Corporate efforts to promote reform have been “too timid,” Mr. Alexander added.

He said business leaders should stop “checking their entrepreneurial skills at the door” of schools and help promote charter schools and other reforms.

Mr. Alexander touted such efforts as the City on a Hill charter school in Boston and the Edison Project’s private management of charter schools and traditional public schools.

But he also professed a commitment to the public school system.

“We have to understand why we have public schools,” he said. “It’s because we want to be one country.

“I think there will be a revival of support for the concept of public schools, but that doesn’t necessarily mean government schools.”

As for private-sector involvement in the business of education, Mr. Alexander said companies that explore “niche” markets may profit the most over the next five to 10 years. Such niches include day care, the education of at-risk children, and special education, he said.

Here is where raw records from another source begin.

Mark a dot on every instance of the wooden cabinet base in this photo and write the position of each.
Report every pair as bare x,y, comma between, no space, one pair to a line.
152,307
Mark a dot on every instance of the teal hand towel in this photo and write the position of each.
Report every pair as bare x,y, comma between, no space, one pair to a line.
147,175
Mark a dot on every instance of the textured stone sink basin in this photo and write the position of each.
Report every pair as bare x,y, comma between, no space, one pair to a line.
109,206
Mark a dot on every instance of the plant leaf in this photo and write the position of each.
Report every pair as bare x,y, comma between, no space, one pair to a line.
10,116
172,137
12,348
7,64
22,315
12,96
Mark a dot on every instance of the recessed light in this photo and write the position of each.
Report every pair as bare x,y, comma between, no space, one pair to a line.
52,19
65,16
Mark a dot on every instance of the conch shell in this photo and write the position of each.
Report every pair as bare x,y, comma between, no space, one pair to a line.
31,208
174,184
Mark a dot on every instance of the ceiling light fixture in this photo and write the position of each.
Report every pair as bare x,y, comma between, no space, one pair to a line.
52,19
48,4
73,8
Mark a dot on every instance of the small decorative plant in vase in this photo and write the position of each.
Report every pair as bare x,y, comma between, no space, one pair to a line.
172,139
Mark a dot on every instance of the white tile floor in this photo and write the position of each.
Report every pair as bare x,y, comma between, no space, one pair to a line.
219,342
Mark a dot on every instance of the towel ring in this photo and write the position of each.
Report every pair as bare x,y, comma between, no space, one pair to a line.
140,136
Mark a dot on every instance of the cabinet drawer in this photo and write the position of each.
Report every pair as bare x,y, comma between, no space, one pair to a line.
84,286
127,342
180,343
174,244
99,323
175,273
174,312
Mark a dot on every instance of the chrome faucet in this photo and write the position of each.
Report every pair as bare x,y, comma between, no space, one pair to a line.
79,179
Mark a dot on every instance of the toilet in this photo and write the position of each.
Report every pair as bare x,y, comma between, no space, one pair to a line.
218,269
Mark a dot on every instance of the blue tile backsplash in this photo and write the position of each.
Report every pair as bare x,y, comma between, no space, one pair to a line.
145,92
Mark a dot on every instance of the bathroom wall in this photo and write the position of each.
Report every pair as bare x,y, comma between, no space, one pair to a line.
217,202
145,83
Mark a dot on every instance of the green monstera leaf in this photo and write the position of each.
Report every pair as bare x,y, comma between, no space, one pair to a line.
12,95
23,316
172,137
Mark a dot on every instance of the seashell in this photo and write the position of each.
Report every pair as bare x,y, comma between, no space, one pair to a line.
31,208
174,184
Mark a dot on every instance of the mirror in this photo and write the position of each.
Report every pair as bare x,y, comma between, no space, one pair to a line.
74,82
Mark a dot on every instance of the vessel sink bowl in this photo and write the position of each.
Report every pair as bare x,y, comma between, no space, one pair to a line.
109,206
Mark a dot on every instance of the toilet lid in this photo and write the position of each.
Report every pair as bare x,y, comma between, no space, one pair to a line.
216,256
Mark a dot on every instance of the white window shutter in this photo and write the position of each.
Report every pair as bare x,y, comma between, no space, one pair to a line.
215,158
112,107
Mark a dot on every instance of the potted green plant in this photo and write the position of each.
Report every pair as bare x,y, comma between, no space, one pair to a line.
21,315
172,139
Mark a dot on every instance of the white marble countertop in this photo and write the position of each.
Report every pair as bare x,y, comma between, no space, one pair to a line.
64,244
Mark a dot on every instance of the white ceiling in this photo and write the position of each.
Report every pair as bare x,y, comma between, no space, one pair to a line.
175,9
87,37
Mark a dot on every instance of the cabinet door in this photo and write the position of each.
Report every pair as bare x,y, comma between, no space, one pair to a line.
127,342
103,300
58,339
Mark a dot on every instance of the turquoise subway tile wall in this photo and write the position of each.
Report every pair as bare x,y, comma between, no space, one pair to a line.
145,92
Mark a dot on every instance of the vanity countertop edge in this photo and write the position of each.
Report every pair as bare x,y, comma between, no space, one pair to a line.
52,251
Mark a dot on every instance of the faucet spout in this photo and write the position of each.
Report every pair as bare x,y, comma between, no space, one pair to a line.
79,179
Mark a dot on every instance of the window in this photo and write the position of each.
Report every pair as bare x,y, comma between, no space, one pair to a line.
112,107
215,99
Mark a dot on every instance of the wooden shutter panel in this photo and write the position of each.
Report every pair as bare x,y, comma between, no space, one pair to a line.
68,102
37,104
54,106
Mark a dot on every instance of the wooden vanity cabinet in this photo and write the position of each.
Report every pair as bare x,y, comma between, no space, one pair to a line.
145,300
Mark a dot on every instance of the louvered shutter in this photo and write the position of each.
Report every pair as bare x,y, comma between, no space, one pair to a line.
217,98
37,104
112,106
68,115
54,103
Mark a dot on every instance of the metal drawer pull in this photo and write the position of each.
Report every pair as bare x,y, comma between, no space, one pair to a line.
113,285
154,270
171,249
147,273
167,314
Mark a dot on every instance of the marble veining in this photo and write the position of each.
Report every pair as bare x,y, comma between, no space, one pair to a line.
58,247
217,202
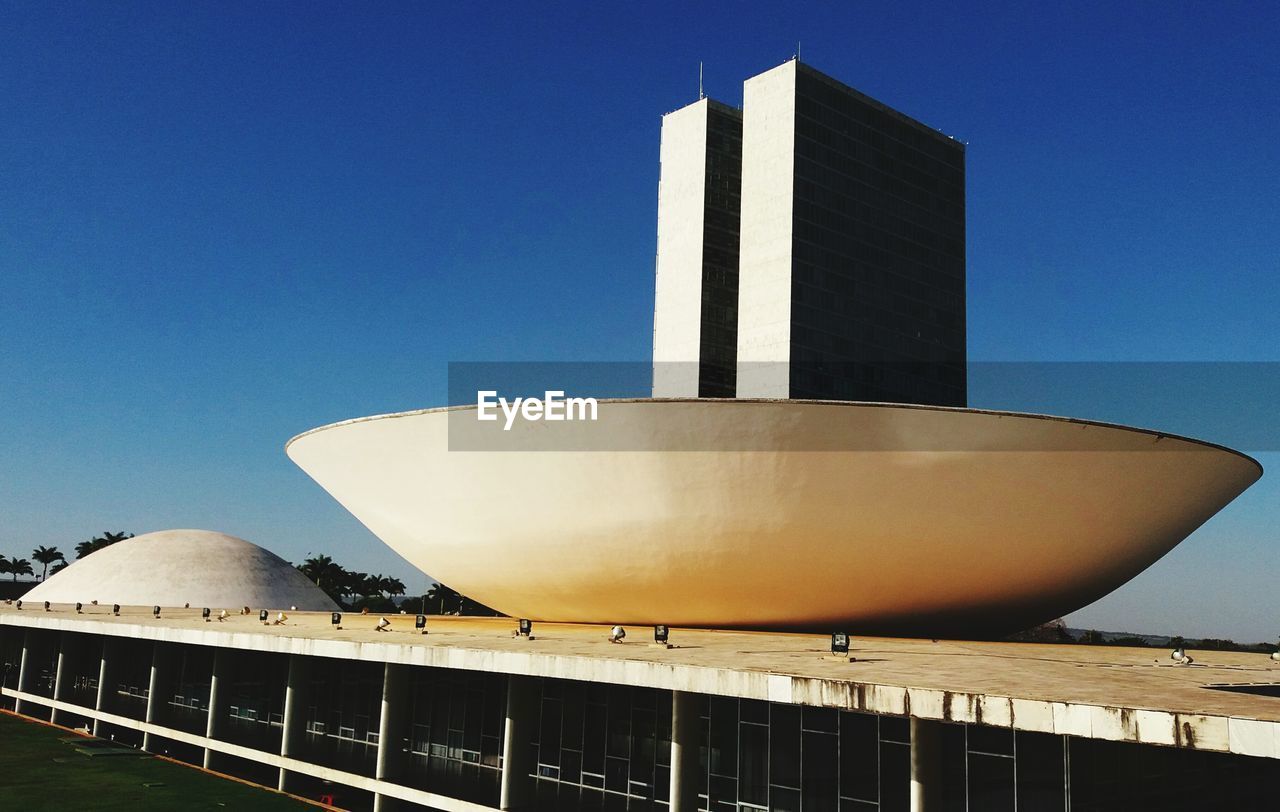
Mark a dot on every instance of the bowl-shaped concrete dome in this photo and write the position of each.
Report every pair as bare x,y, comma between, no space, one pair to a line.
174,568
776,514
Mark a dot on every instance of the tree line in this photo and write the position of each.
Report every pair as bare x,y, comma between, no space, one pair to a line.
352,589
53,560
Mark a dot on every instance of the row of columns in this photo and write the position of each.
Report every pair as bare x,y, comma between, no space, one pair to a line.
521,721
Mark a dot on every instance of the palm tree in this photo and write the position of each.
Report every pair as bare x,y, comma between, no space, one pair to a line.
391,585
19,566
440,597
46,556
99,542
328,575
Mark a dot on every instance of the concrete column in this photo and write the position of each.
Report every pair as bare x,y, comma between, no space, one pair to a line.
522,697
686,737
58,675
103,676
926,765
216,705
152,685
392,724
23,671
295,712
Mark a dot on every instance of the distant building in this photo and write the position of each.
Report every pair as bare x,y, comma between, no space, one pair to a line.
850,263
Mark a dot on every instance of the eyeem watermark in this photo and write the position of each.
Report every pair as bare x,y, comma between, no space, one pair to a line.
552,406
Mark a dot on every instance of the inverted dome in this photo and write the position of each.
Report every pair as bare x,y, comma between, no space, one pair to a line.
173,568
872,518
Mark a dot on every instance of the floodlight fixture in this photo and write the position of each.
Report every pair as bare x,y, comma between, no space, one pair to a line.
840,643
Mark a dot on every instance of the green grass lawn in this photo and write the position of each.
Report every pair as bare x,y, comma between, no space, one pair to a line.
39,772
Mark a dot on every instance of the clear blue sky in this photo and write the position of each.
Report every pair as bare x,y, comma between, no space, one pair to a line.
222,224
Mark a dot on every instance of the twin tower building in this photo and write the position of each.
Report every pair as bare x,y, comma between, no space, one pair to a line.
810,245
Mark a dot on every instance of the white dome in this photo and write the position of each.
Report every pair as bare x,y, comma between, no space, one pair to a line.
173,568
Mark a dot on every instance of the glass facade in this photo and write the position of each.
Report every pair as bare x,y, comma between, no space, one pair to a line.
771,756
343,706
717,370
254,689
182,688
600,747
878,252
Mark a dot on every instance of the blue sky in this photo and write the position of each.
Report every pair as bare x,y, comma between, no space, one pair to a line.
222,224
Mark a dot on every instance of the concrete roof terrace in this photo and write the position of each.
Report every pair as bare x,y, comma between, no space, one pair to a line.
1129,694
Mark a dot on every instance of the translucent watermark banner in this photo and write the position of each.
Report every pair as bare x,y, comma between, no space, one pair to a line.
822,407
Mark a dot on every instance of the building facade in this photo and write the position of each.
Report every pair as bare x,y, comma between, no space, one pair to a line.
466,726
848,277
695,318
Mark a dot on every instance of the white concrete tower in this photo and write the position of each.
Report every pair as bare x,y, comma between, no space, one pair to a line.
695,302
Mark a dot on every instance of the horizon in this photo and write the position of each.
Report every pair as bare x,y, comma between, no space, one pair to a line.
232,224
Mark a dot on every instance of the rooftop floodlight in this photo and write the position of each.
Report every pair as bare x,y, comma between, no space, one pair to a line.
840,644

Mr. Alexander is the co-founder and vice chairman of Nashville-based CorporateFamily Solutions Inc., a growing provider of corporate-sponsored child care. The company operates about 100 workplace child-care centers.

“We now operate kindergartens, too, and we are exploring the idea of schools,” Mr. Alexander said.

The Harvard symposium was intended in part to be a tribute to David T. Kearns, the former chairman of Xerox Corp. who became deputy secretary of education under Mr. Alexander during the Bush administration.

In 1988, Mr. Kearns argued in a book co-written by Denis P. Doyle that business and political leaders must support school reform efforts to ensure the nation’s future economic competitiveness. The book, Winning the Brain Race: A Bold Plan to Make Our Schools Competitive, helped launch the current wave of business involvement in education.

Roger B. Porter, who sometimes worked on education policy as a White House aide under Presidents Reagan and Bush, said he reread the book in preparation for the tribute to Mr. Kearns.

“The book really holds up,” said Mr. Porter, a professor at the Kennedy School and the director of its center for business and government.

Mr. Kearns is now the chairman of New American Schools, the break-the-mold school reform effort launched during the Bush administration as the New American Schools Development Corp.

“I’m having a damn good time,” he said.